September 13, 2019
The security situation in the Anglophone regions of Cameroon continue to deteriorate. Over 2,000 people have been killed and more than 200 villages have been partially or completely burned due to the armed conflicts between separatist groups and the Cameroonian military. More than 530,000 people have been internally displaced and about 50,000 people are now refugees. The economic impact of the conflict has not only been devastating the Anglophone regions but the entire country.
The Educational sector has also been greatly affected with over 700,000 children not attending school in the Anglophone regions of Cameroon. Prior to October 2016, more than 6,000 schools were operational within these regions but as of December 2018, less than 100 schools were operational and over 40 schools were burned down.
With another school year beginning there are calls for children to return to school, but this is dangerous if the fighting continues. In order for children to get the education they deserve, the fighting should stop.
The State Department and Congress have issued statements urging that inclusive dialogue be engaged as a way out of the current crisis and that humanitarian aid workers be allowed unhindered access to the North West and South West regions
Please contact your Senators and urge them to pass S.RES.292 calling on the Government of Cameroon and armed separatist groups to respect the human rights of all Cameroonian citizens, to end all violence, and to pursue an inclusive dialogue to resolve the conflict in the Northwest and Southwest regions. Also contact your Representatives and thank them for passing a resolution for peaceful dialogue and unhindered access to humanitarian aid workers.
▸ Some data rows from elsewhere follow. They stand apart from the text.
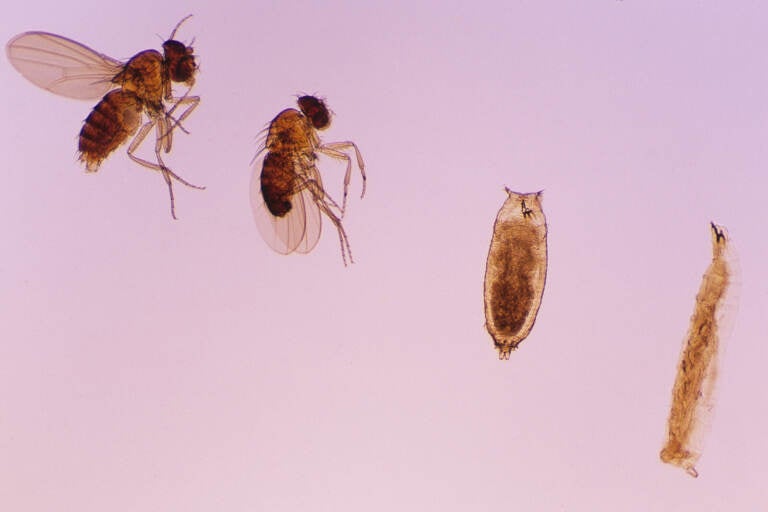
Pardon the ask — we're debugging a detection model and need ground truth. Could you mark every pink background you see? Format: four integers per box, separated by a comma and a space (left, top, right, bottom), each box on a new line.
0, 0, 768, 512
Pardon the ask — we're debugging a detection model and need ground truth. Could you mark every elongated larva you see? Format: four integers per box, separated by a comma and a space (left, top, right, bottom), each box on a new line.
484, 188, 547, 359
659, 223, 732, 477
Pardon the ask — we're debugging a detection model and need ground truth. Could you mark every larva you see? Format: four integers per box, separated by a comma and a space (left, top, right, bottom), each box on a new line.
484, 188, 547, 359
659, 222, 732, 477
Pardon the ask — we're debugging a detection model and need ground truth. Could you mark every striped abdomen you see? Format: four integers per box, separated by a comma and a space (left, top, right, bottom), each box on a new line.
78, 89, 142, 172
261, 151, 297, 217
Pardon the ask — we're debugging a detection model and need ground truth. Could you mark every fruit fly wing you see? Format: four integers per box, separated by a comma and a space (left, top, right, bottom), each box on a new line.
250, 167, 321, 254
296, 185, 322, 254
6, 32, 123, 100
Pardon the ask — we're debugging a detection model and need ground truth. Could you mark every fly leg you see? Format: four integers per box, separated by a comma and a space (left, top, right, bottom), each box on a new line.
128, 118, 205, 219
296, 174, 354, 267
162, 94, 200, 153
315, 200, 355, 267
317, 141, 366, 217
165, 94, 200, 153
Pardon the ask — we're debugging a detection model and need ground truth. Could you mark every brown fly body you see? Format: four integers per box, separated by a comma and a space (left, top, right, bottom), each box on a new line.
250, 96, 365, 265
6, 16, 204, 218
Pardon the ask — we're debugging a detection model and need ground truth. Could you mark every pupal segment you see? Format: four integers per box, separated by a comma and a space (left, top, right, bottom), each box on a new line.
659, 223, 733, 477
484, 188, 547, 359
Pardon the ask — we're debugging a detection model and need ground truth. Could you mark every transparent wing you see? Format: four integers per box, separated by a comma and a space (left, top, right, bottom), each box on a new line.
296, 168, 323, 254
250, 161, 321, 254
5, 32, 123, 100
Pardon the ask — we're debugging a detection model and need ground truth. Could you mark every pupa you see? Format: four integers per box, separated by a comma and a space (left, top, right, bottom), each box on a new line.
484, 187, 547, 359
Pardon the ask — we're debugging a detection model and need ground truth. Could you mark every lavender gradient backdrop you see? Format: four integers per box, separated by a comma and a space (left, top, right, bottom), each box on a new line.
0, 0, 768, 512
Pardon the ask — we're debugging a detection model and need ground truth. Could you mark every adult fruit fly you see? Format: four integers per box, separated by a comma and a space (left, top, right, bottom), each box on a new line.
6, 15, 205, 219
250, 96, 366, 265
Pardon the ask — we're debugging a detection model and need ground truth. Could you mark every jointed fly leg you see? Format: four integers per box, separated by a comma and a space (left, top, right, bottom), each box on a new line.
317, 141, 366, 217
128, 118, 205, 219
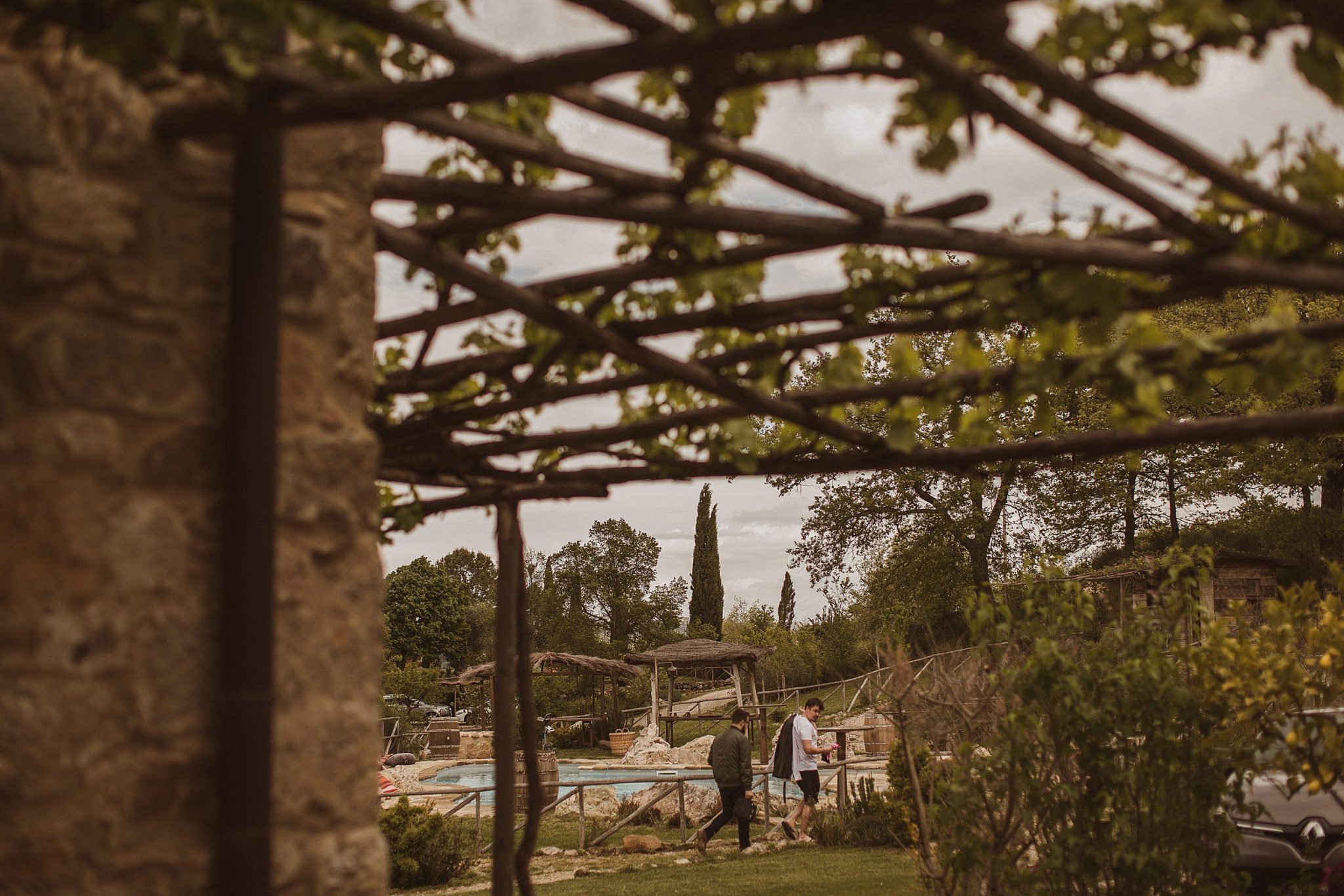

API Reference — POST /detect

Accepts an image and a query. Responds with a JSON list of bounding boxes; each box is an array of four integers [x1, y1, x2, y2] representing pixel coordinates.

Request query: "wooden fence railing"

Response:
[[381, 759, 872, 851], [621, 646, 980, 731]]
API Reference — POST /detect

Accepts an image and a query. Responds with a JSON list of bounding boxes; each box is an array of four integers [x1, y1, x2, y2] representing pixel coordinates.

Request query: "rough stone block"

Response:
[[18, 317, 203, 417], [22, 168, 141, 254], [0, 64, 60, 165], [621, 834, 663, 853]]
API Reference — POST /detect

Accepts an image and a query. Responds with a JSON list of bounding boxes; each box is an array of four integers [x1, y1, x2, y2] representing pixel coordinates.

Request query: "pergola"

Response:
[[448, 650, 640, 746], [92, 0, 1344, 896], [625, 638, 774, 743]]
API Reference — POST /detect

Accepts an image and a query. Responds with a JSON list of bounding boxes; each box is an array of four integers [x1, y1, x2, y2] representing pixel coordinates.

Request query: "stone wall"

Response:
[[0, 20, 385, 896]]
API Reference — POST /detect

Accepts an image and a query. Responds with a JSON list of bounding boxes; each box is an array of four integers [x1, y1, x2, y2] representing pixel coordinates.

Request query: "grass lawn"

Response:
[[536, 847, 925, 896]]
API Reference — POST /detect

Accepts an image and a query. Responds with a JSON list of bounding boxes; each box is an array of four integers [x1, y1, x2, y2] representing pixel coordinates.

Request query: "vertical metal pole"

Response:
[[214, 79, 284, 895], [491, 504, 523, 896]]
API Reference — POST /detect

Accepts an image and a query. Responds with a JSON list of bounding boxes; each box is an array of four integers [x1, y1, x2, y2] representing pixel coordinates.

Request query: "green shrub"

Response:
[[892, 555, 1240, 896], [377, 796, 472, 888]]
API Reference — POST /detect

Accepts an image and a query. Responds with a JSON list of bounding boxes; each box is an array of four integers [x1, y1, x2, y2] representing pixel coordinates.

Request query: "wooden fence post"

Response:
[[579, 784, 587, 850], [491, 502, 523, 896]]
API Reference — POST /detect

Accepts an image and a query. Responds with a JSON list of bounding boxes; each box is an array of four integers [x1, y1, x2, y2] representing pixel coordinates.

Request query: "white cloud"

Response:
[[377, 0, 1344, 628]]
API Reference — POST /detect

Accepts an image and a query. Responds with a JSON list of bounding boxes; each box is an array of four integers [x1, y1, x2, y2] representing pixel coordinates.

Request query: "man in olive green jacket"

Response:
[[695, 706, 754, 853]]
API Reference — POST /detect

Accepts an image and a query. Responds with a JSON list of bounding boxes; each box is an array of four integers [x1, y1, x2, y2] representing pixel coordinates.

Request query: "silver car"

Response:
[[1234, 708, 1344, 893]]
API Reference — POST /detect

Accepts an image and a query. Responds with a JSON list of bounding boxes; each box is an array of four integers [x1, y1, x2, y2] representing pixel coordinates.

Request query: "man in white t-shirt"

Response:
[[784, 697, 833, 842]]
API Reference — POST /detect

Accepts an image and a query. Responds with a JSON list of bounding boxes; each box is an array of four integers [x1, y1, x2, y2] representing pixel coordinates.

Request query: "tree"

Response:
[[383, 558, 467, 668], [551, 520, 687, 655], [690, 485, 723, 638], [777, 569, 797, 632], [437, 548, 497, 662]]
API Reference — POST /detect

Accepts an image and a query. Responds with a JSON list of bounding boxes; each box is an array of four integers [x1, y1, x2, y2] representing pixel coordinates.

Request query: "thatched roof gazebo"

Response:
[[454, 650, 640, 685], [448, 650, 640, 746], [625, 638, 774, 743]]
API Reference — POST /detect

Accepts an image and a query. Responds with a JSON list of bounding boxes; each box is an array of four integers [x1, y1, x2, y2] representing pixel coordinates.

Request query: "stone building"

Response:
[[0, 19, 386, 896], [1072, 550, 1293, 634]]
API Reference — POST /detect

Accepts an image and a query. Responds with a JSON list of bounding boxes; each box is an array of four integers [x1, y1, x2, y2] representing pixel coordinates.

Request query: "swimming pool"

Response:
[[421, 763, 871, 806]]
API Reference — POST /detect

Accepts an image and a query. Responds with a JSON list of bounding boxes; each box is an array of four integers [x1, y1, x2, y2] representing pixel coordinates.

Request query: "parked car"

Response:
[[1234, 708, 1344, 893], [383, 693, 463, 722]]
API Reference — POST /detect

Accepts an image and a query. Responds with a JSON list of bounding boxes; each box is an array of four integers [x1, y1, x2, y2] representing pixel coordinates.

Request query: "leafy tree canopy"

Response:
[[383, 558, 467, 669]]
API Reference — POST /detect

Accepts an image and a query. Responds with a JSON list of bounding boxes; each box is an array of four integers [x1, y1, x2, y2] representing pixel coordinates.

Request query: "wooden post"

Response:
[[761, 768, 770, 832], [751, 665, 770, 764], [676, 778, 685, 844], [668, 666, 676, 747], [579, 784, 587, 849], [211, 75, 285, 896], [649, 660, 662, 732], [491, 504, 523, 896], [835, 731, 849, 814]]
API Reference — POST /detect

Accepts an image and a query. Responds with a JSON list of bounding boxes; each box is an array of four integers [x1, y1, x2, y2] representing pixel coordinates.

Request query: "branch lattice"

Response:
[[159, 0, 1344, 525]]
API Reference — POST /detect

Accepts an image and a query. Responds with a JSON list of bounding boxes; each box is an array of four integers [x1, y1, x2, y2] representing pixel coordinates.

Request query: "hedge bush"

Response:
[[377, 796, 472, 889]]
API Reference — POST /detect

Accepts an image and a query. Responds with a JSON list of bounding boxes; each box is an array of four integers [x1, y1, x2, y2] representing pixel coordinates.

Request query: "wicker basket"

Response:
[[612, 731, 636, 756]]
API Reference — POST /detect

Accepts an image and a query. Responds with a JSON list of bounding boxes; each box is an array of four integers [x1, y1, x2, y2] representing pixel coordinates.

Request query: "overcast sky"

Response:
[[377, 0, 1344, 618]]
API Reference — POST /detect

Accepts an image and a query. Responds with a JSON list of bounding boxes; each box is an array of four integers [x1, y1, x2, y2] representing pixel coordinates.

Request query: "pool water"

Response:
[[421, 763, 864, 806]]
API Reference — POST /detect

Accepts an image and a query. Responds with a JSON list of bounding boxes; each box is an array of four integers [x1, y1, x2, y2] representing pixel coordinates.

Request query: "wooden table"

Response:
[[817, 725, 873, 811]]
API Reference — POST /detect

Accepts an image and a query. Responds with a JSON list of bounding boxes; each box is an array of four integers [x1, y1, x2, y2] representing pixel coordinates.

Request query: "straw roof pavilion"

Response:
[[457, 650, 640, 685], [625, 638, 774, 666]]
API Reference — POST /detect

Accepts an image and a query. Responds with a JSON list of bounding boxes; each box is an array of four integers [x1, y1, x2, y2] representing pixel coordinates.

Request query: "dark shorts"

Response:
[[799, 768, 821, 806]]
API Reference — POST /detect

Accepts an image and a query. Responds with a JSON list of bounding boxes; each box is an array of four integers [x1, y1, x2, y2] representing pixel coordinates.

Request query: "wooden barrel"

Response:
[[612, 731, 635, 756], [863, 712, 896, 756], [513, 750, 560, 815], [429, 719, 463, 759]]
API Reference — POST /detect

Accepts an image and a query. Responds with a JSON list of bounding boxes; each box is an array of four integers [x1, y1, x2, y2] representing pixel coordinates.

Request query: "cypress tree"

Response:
[[690, 485, 723, 637], [780, 569, 799, 632]]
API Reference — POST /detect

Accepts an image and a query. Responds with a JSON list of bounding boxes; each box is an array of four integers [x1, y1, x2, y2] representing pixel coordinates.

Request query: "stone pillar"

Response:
[[0, 19, 385, 895]]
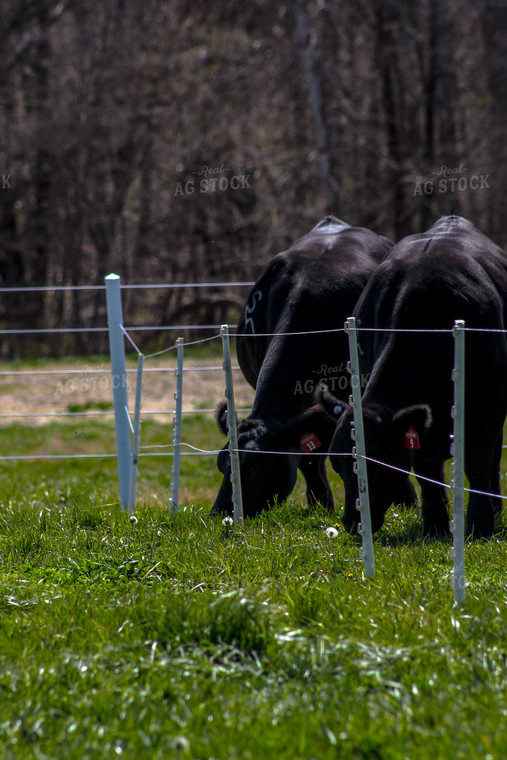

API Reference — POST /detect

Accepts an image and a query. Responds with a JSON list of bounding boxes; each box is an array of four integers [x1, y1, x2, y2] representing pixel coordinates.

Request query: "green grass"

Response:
[[0, 415, 507, 760]]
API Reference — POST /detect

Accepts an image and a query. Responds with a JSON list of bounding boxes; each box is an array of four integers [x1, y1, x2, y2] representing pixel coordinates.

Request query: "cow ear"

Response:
[[215, 401, 238, 435], [284, 398, 347, 452], [393, 404, 432, 440]]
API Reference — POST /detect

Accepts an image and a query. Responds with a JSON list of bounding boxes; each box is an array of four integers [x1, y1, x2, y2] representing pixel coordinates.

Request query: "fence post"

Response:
[[220, 325, 243, 524], [105, 274, 131, 509], [169, 338, 183, 509], [451, 320, 465, 604], [128, 354, 144, 511], [345, 317, 375, 578]]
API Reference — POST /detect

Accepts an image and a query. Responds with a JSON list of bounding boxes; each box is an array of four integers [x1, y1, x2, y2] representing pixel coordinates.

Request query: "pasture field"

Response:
[[0, 406, 507, 760]]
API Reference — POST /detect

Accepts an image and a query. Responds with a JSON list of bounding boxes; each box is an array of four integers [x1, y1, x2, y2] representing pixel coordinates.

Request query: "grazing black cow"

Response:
[[211, 216, 392, 516], [321, 215, 507, 537]]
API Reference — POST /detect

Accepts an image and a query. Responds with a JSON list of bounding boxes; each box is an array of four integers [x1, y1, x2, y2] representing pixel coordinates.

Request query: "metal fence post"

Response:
[[451, 320, 466, 604], [169, 338, 183, 509], [128, 354, 144, 511], [345, 317, 375, 578], [105, 274, 131, 509], [220, 325, 243, 524]]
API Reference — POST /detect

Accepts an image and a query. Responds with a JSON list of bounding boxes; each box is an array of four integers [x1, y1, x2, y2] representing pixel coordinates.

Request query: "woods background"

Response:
[[0, 0, 507, 356]]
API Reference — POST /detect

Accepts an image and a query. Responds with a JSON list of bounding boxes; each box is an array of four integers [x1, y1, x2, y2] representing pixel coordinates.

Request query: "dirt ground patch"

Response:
[[0, 353, 254, 425]]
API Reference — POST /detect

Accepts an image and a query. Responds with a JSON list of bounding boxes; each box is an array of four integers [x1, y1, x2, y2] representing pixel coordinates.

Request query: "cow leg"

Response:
[[394, 478, 417, 509], [414, 458, 450, 536], [299, 456, 334, 511], [465, 444, 500, 538], [491, 434, 503, 531]]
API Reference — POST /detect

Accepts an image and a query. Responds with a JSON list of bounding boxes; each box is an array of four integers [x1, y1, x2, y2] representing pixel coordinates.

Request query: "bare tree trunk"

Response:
[[295, 0, 338, 214]]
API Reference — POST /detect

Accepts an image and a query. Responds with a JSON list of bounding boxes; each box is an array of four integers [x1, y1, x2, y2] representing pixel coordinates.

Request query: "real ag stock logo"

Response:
[[413, 164, 489, 197], [174, 164, 252, 196]]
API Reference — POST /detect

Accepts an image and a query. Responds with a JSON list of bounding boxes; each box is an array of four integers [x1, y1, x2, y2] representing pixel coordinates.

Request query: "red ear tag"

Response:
[[405, 425, 421, 449], [299, 433, 322, 454]]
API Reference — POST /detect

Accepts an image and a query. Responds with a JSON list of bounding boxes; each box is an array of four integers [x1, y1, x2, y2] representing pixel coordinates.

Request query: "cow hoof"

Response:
[[465, 525, 495, 541], [423, 523, 451, 538]]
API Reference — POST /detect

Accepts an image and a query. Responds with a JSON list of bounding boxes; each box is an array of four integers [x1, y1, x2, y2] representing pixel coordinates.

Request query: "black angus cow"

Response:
[[321, 215, 507, 537], [211, 216, 392, 516]]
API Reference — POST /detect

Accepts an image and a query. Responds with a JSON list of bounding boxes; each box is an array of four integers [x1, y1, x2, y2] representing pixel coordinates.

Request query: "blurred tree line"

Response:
[[0, 0, 507, 356]]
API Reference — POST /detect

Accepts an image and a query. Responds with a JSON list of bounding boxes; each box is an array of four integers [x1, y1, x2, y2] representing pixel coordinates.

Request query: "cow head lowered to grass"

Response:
[[211, 401, 334, 517], [314, 215, 507, 538], [206, 216, 392, 515], [319, 390, 430, 533]]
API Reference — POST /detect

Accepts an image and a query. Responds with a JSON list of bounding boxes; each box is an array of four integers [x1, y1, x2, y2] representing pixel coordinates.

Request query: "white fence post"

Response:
[[105, 274, 131, 509], [345, 317, 375, 578], [128, 354, 144, 511], [451, 320, 465, 604], [169, 338, 183, 509], [220, 325, 243, 524]]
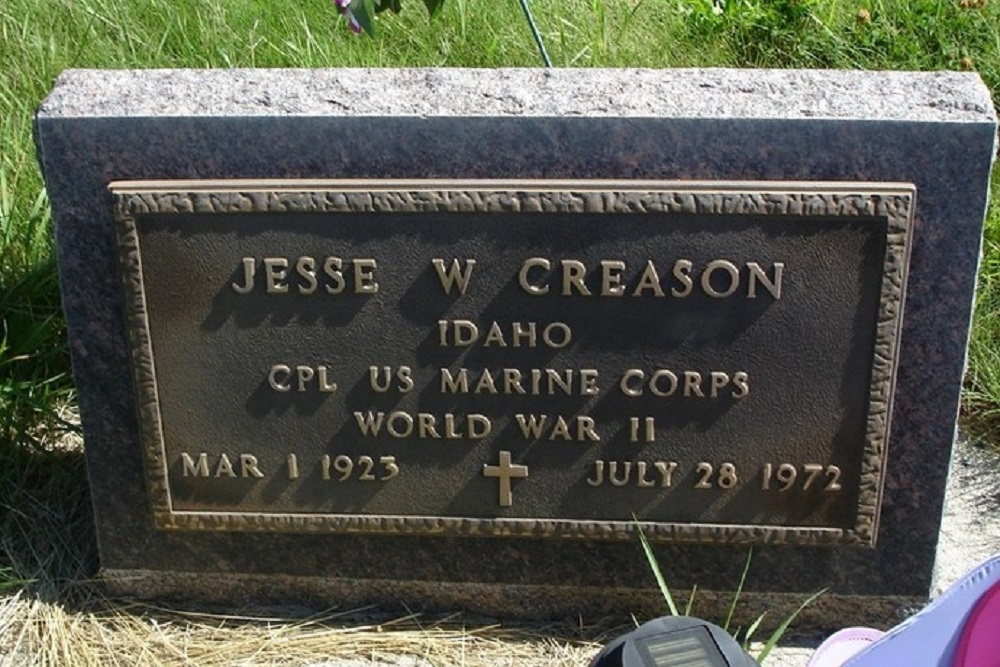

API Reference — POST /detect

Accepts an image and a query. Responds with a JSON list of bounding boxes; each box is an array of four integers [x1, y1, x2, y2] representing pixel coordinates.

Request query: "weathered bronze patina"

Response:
[[111, 181, 913, 545]]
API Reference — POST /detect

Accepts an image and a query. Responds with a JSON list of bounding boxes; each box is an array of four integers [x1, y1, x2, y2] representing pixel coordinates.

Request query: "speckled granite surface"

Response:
[[37, 70, 996, 628]]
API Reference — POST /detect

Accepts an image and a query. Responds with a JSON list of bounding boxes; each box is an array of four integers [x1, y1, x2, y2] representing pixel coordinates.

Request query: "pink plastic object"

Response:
[[845, 555, 1000, 667], [954, 583, 1000, 667], [806, 628, 885, 667]]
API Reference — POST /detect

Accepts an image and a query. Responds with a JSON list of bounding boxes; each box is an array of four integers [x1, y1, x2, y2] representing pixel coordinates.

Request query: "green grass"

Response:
[[0, 0, 1000, 612]]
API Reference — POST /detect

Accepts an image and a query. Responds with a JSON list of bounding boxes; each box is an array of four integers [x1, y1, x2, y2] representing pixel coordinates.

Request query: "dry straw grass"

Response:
[[0, 593, 599, 667]]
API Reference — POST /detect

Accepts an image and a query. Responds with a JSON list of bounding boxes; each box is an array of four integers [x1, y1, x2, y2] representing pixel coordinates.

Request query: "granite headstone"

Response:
[[36, 70, 996, 620]]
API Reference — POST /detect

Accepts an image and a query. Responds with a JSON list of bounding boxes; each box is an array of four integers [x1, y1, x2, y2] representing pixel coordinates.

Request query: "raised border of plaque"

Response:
[[108, 180, 915, 547]]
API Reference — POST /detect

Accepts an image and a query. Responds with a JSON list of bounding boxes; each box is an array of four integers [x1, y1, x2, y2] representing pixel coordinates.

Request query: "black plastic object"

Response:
[[590, 616, 757, 667]]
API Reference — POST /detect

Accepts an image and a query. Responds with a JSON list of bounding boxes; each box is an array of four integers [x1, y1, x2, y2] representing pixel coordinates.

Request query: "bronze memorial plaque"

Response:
[[110, 180, 914, 545]]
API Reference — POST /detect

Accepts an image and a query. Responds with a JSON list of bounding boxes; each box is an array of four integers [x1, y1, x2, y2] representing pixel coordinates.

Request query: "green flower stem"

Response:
[[521, 0, 552, 67]]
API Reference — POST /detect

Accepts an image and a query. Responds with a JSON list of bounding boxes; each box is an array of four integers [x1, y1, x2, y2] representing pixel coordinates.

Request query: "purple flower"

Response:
[[333, 0, 361, 32]]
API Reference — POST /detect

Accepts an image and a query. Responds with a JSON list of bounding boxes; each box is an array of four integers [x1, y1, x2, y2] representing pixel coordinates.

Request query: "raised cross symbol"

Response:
[[483, 452, 528, 507]]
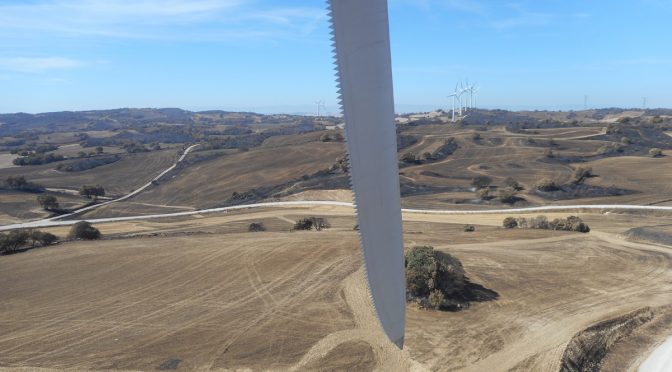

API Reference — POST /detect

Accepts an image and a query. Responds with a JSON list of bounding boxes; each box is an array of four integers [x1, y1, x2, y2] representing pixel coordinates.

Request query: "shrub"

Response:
[[247, 222, 266, 232], [502, 217, 518, 229], [471, 176, 492, 190], [649, 147, 663, 158], [504, 177, 523, 190], [566, 216, 590, 233], [427, 289, 446, 310], [534, 178, 559, 191], [0, 230, 30, 254], [405, 246, 468, 309], [405, 246, 437, 297], [476, 189, 490, 200], [37, 195, 59, 211], [571, 166, 593, 185], [12, 153, 65, 166], [528, 216, 550, 230], [79, 185, 105, 198], [401, 152, 418, 163], [5, 176, 44, 192], [293, 217, 331, 231], [68, 221, 101, 240], [497, 187, 518, 204], [30, 230, 58, 248], [502, 216, 590, 233], [597, 143, 624, 155]]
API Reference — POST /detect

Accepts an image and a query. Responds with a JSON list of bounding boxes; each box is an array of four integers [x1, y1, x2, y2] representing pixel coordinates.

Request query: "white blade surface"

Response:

Ask Congress to continue to monitor the situation and support a rapid resolution of the conflict in Cameroon.
Cameroon has been in turmoil since 2016 as a result of what is called the Anglophone Crisis following complaints by English speaking Cameroonians of their marginalization within the Republic of Cameroon. In 1919, after the defeat of Germany in World War I, the League of Nations divided the German colony of Cameroon between France and England. Eventually 80% of Cameroon was managed by France as a United Nations (UN) trust territory and 20% was managed by England. In 1960, the French section, received independence while the part administered by England continued to be a UN trust territory. Then in 1961, the United Nations gave Anglophone Cameroon two options for independence: joining either the independent French Cameroon or the Federal Republic of Nigeria. Anglophone Cameroon voted to join French Cameroon, but forgot that colonization by France and England caused Cameroonians to acquire two different cultures. The joining of two cultures nonetheless came about, however the cohabitation has been poorly managed by the government and the Anglophone minority have long felt marginalized.